Abe didn’t wait for anyone else to step in and attempt to hand out orders. He keyed the radio quickly. “Rocky-Six to that last unit. Can you repeat your last traffic? I only got half of it.”
Static.
“Yeah, Rocky-Six, this is Copperhead-Two-Five on overwatch. Just spotted two males getting into a blue Jeep Cherokee from the ground floor of one of our target buildings. They’re heading southwest on a surface street, paralleling the railway. Do you want us to engage them?”
FOUR
Abe pinched his forehead, the thumb and index finger of one hand pressing into his temples. He spoke clearly and followed radio protocol very deliberately. “Rocky-Six to Copperhead-Two-Five. That is negative. Negative. You are not cleared to engage. Maintain sight of the v
ehicle but do not engage it. How copy? Over.”
“We copy five-by-five, Rocky-Six.” The pilot’s voice was casual. “We’re hanging back, maintaining sight.”
Abe was already running for the end of the hall. He keyed the radio as he stepped over the glass and back outside. “Rocky-Six to Copperhead-One-Three. I need a pickup from the roof. Just me.”
“Copperhead-One-Three, we copy. We’re en route.”
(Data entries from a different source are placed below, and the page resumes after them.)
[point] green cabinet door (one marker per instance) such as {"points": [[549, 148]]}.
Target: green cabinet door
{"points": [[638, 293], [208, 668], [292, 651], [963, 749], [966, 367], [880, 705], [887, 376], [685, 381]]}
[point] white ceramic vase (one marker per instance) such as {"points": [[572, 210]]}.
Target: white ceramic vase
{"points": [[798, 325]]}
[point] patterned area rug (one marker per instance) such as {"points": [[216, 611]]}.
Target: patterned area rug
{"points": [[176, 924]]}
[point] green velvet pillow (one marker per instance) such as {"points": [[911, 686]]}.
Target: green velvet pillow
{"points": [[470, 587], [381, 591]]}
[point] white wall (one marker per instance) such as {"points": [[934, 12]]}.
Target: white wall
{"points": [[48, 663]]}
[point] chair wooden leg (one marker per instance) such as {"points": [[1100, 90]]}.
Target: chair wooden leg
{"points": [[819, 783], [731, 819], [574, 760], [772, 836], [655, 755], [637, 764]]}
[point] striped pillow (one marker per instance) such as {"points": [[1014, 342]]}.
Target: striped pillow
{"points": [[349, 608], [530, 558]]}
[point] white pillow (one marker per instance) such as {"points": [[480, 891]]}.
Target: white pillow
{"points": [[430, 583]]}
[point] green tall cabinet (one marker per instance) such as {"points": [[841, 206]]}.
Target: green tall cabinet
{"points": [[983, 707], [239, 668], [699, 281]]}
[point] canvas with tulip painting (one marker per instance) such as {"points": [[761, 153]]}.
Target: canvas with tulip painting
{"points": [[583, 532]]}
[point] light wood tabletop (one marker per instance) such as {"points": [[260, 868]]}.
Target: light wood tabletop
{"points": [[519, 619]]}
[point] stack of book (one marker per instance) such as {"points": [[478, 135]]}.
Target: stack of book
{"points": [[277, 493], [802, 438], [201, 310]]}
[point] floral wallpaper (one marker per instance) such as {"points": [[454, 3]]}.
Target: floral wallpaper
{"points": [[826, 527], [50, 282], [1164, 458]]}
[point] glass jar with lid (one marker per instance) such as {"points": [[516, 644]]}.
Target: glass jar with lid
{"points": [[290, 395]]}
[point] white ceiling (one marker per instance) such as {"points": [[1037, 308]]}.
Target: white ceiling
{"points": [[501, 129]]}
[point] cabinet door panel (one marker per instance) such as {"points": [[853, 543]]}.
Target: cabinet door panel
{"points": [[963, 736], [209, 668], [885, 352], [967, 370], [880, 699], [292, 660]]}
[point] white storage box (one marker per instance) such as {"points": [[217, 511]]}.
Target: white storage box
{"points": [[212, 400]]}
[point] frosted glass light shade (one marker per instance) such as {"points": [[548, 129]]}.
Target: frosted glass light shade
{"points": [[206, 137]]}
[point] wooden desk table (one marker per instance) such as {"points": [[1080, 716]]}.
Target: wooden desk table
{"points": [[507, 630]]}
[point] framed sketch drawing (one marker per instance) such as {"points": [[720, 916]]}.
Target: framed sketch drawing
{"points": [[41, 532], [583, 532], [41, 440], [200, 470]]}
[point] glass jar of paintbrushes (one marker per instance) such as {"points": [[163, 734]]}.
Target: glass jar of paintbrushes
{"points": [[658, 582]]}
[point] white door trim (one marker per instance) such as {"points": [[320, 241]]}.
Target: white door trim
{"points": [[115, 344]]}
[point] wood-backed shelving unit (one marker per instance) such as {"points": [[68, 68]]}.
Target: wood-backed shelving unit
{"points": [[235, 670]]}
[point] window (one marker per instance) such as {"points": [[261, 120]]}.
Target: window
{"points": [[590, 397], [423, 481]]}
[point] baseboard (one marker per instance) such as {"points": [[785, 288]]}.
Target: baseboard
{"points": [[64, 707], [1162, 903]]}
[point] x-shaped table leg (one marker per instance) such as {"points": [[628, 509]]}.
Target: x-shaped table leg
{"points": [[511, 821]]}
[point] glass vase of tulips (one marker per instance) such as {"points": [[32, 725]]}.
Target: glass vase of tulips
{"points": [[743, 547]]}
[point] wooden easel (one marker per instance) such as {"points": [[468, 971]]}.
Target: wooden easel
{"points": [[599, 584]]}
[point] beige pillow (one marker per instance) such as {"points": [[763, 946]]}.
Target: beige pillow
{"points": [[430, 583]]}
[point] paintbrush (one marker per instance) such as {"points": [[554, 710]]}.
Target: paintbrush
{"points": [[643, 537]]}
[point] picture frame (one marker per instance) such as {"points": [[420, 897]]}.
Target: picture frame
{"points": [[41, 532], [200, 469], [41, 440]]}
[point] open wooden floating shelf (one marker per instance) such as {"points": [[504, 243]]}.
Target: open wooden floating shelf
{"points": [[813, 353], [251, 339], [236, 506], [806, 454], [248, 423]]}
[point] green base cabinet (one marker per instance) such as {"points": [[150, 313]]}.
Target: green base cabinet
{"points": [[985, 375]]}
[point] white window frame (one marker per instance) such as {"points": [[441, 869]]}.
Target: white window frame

Outside, the world seemed bright yellow. Abe could still see his breath in the air as he quickly attached the radio manpack to his rig, but the sun was warm. Once he attached the radio, he scrambled up the ladder to the top-tier roof. The sergeant and the wounded soldier still sat there. Abe had nothing further that he felt he could say, so he said nothing at all to them.
Abe knelt down, shucking off his helmet. He could hear the buzz of Copperhead-One-Three getting louder. He slipped the headset onto his ears correctly, then put the helmet back on over it. He could feel the wind and the sound of the helicopter growing over him. He remained there on one knee as the bulbous, little black helicopter lowered itself to the rooftop.
When the skids touched, Abe ran and saddled one, hooking himself to the lanyard.
He looked to his left, saw the two soldiers still waiting for medevac. The sergeant looked up at Abe, his expression enigmatic. Abe nodded once, and then keyed his mike. “I’m secure on board, One-Three. Punch it.”
“Roger.”
The helicopter lifted, tilted, and fell away from the rooftop.
Abe swallowed against the feeling of his insides lifting into his throat. “Rocky-Six to Copperhead-Two-Five. Where’s the location of the vehicle right now? I’m in One-Three and we’re on the way to intercept.”
“Okay, it looks like we’re heading south on…Interstate 25. Not sure he knows we’re behind him. But he’s hauling ass.”
Trying to get back to Greeley, Abe thought.
He could not let that happen, though he wasn’t sure why.